Where once a few sawmills supplied the timber for housing, furniture and craft requirements, now we don’t just select a suitable tree, we fell the whole forest, block the rivers with debris and degrade and defile them with silt and with aerial spraying. That’s right ! We carve roads into pristine, magical places of boundless beauty, today resounding with the harsh chatter of chainsaws, trees crashing, bark stripping, truck loading, relentless clearing to the last frail sapling … gut wrenching!

And we don’t stop there! Those familiar, cuddly tourist icons such as the kangaroo and Tasmanian devil are cruelly dispatched with poison-laced enticing carrots, a slow death at the altar of man’s greed. Yet still we maintain the mantra of “clean, green and clever”, a disguise fooling few.

Now retired and still calling Tasmania home, we have found relative paradise on the banks of the beautiful Tamar river; yesterday rain-pocked and sullen beneath angry grey clouds and today reflecting glistening blue skies with water edge communities dotted haphazardly like beads on a rural tapestry.

But the threat continues!

Our trees have been clear-felled, loaded, trucked, chipped, exported. In their place we have monocultures of eucalypts and pines bereft of soft-footed animals or trilling birds.

Proliferating, silent, poisoned places!!

NEWS ITEM:

It is proposed that a pulp mill will be built at Long Reach on the eastern bank of the Tamar River.

The mill will process between 3.2 – 4 million tonnes of native forest woodchips annually. Pine and eucalypt from plantations will also be used.

It is expected to use 26 billion litres of fresh, clean water each year, to be pumped from the Trevallyn Dam over 40 kms away. This water will be used once only and there is provision for 40 billion litres in the future.

The bleaching chemicals may include but are not limited to, oxygen, hydrogen peroxide, sulphuric acid, ozone and chlorine dioxide. Each of these chemicals could be manufactured on site …

Effluent will be discharged 3kms. into Bass Strait, adjacent to nearby northern beaches and the mouth of the Tamar River.

The chimney stack will be 100 metres tall.

It is highly unlikely but possible that it may emit some “fugitive odours” (What????)

It will downstream process and value add.

Like everyone else, we use paper, furniture and other wooden items. We agree that we need to process our woodchips here in Tasmania … but again we have got it wrong!

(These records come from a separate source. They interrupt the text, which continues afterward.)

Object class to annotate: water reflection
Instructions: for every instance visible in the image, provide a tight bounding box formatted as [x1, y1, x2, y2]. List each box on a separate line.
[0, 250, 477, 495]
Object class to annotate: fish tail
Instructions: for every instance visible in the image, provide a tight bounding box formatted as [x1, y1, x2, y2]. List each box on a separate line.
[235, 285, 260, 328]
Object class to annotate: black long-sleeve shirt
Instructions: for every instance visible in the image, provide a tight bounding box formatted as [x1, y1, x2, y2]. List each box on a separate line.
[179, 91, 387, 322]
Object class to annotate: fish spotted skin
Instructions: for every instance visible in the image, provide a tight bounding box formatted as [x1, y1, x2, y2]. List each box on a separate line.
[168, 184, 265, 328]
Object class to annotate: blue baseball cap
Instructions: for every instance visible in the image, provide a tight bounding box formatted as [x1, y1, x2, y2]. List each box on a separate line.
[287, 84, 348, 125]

This is the wrong mill. Not clever, not clean and it is to be built at the wrong site. Residents within the 50km. airshed should not need to fear for their future health, wellbeing and lifestyle.

The downstream processing? Yes, that will occur But in addition to the woodchip exports.

The value adding?

Our trees are sold at an undisclosed cheap price to Gunns who then on-sell and make huge profits while Forestry Tasmania struggles.

These are my forests, your forests!

Tasmania’s blinkered “vision” marches on unabated as we masquerade under our clean, green and clever imagery, but sadly we continue to watch and wait in profound despair!!